Not just for pensioners, a common op can relieve pain for younger people too. Katie Baldwin reports.
They are one of the most common procedures carried out by the NHS.
Every year, more than 70,000 people in England undergo a hip replacement operation.
The surgery was developed in the 1960s and is used to treat patients who have damaged hip joints which is causing them pain.
This can be due to osteoarthritis, where cartilage has rubbed away and so the bones are rubbing against each other, rheumatoid arthritis where the immune system attacks the joint, or a hip fracture – which are common in older people.
Replacing the ball and socket joint of the hip with an artificial one can transform the lives of patients, relieving pain and allowing them to move more easily.
For most, the outcomes are good – but there are downsides to the procedure.
One is that the lifespan of an artificial hip is expected to be around 15 to 20 years.
That means that some patients will need the joint replacing later in their life.
For Sharon Brennan, the amount of time her artificial hip would last was a major consideration – at 53, she was younger than many people who need the operation.
However she was suffering from such severe pain that her work and hobbies were affected.
Sharon, from Whinmoor, Leeds, had suffered for five years with pain in her right hip joint and groin which was getting steadily worse.
The community assistant for the elderly had got to the point where she could not walk more than a short distance without pain, she struggled with stairs and night pain was disturbing her sleep.
“It felt like bone on bone and would send sharp pain like an electric shock down my leg,” she said.
“I decided it was not going to stop me living my life and it was time to do something about it.”
Other treatments and painkillers did not help, so she started looking into having surgery.
Technological advances have meant that for younger patients, new types of implants made from metal or ceramic could potentially last a lifetime as their lifespan is much longer.
Sharon underwent a total hip replacement using a minimally invasive technique called MIS.
Aaron Ng, consultant orthopaedic surgeon at Spire Leeds Hospital in Roundhay, said: “Sharon had severe osteoarthritis of the right hip.
“We discussed the options and chose total hip replacement surgery as she had tried conservative treatments, such as oral analgesia and physiotherapy without success and the pain was severely affecting her daily activities.”
In the surgery, which took only an hour, Mr Ng replaced the worn out right hip with an uncemented socket and uncemented stem, using ceramic-on-ceramic bearings for the ball and socket joint.
Her operation involved just small incisions, meaning less need for pain relief afterwards, and her recovery time was fast-tracked so she was home in a few days.
He said: “With minimal invasive surgery a small incision is made resulting in reduced blood loss and allowing less requirement for analgesia post-operatively.

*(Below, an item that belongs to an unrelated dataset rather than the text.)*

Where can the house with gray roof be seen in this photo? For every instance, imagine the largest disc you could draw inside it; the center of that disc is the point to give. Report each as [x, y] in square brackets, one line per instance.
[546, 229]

“I also adopted an enhanced recovery programme whereby Sharon had fantastic pain relief following surgery and was able to go home within three days of surgery.”
The surgeon said that people under 60 should not automatically think that the operation was not for them.
“There are a lot of young patients with hip arthritis who are afraid to have surgery and I would recommend they see a surgeon and discuss the options available.
“There is good evidence that young patients can benefit from total hip replacement surgery using the modern advanced technology such as uncemented hip replacements and ceramic on ceramic bearings.
“Modern technology minimizes the wear in the implant and helps to improve the longevity of the implant.”
For Sharon, the difference it has made to her life has been immense.
“The extreme pain has gone and three months later I was able to return to my active job,” she said.
“Now I can go for long walks, climb stairs and get back to my beloved gardening.”
Get the lowdown
Hip replacements are recommended if a patient is suffering from persistent hip pain or their movement is very restricted.
Most are carried out in people aged between 60 and 80, as some of the causes are linked to growing older.
For a traditional procedure, patients may be in hospital for up to five days and on crutches for up to six weeks. Under an enhanced recovery programme, patients start walking on the day of the operation and are discharged within three days.